Revision: 912
http://www.exim.org/viewvc/pcre2?view=rev&revision=912
Author: ph10
Date: 2018-01-31 17:53:56 +0000 (Wed, 31 Jan 2018)
Log Message:
-----------
Fix auto-possessification bug at the end of a capturing group that is called
recursively.
Modified Paths:
--------------
code/trunk/ChangeLog
code/trunk/src/pcre2_auto_possess.c
code/trunk/testdata/testinput1
code/trunk/testdata/testinput2
code/trunk/testdata/testoutput1
code/trunk/testdata/testoutput2
Modified: code/trunk/ChangeLog
===================================================================
--- code/trunk/ChangeLog 2018-01-16 16:50:40 UTC (rev 911)
+++ code/trunk/ChangeLog 2018-01-31 17:53:56 UTC (rev 912)
@@ -134,7 +134,16 @@
131072, which allows for the maximum number of captures (65535) plus the
overall match. This fixes oss-fuzz issue 5415.

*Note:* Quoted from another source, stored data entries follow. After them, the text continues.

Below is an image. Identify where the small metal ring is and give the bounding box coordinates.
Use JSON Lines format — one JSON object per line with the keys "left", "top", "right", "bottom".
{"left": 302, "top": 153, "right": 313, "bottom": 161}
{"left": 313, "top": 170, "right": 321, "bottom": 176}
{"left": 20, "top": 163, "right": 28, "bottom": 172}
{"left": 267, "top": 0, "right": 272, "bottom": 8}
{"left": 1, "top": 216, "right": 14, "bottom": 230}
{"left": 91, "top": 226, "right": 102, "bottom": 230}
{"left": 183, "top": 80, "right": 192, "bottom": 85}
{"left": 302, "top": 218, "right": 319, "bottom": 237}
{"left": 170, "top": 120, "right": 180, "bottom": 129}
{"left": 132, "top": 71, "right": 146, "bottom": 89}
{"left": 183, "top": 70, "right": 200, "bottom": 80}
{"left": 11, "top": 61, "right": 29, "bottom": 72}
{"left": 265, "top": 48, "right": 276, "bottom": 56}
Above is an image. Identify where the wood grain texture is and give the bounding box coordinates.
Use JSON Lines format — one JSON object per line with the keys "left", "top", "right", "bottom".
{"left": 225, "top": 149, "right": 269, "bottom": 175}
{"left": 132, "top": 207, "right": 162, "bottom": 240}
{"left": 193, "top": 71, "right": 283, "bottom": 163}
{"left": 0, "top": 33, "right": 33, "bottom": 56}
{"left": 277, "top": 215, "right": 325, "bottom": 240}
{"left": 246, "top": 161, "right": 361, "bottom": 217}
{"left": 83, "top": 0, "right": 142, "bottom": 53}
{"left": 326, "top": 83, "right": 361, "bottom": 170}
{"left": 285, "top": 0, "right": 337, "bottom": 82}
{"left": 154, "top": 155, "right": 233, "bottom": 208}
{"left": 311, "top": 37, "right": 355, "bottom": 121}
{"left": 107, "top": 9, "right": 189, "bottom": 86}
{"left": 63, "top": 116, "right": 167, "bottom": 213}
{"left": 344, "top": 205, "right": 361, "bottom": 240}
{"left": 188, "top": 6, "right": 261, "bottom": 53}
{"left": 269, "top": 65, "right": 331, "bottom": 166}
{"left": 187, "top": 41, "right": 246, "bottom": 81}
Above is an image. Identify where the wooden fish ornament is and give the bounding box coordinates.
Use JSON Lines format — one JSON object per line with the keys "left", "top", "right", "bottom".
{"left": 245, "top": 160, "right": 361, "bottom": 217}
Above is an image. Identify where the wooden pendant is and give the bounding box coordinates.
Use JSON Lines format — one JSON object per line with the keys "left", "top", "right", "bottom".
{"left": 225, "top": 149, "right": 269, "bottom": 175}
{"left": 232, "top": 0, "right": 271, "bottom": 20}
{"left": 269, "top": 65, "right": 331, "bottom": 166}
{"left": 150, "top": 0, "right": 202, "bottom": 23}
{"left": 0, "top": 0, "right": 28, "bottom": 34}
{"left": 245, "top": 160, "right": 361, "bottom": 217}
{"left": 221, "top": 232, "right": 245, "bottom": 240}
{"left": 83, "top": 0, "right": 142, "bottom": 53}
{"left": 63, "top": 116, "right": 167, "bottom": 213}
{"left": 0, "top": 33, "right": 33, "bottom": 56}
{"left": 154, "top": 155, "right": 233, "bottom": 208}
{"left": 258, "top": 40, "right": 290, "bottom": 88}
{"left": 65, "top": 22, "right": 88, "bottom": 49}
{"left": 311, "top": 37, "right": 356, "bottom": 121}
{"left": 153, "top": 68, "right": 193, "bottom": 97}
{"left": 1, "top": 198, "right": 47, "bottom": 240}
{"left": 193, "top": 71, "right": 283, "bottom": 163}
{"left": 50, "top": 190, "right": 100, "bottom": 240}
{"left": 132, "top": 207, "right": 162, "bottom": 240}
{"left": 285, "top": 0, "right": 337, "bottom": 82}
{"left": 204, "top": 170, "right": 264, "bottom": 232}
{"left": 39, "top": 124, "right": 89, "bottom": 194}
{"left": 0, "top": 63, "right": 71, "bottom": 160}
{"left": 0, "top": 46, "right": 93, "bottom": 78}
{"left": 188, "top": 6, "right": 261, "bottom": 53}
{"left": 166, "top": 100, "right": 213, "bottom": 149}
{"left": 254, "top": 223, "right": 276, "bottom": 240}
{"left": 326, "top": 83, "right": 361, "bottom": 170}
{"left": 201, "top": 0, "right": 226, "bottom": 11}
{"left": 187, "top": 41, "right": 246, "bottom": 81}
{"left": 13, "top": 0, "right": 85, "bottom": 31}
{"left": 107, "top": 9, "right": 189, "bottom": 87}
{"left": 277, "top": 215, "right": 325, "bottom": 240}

+31. Auto-possessification at the end of a capturing group was dependent on what
+follows the group (e.g. /(a+)b/ would auto-possessify the a+) but this caused
+incorrect behaviour when the group was called recursively from elsewhere in the
+pattern where something different might follow. This bug is an unforseen
+consequence of change #1 for 10.30 - the implementation of backtracking into
+recursions. Iterators at the ends of capturing groups are no longer considered
+for auto-possessification if the pattern contains any recursions. Fixes
+Bugzilla #2232.
+
Version 10.30 14-August-2017
----------------------------
Modified: code/trunk/src/pcre2_auto_possess.c
===================================================================
--- code/trunk/src/pcre2_auto_possess.c 2018-01-16 16:50:40 UTC (rev 911)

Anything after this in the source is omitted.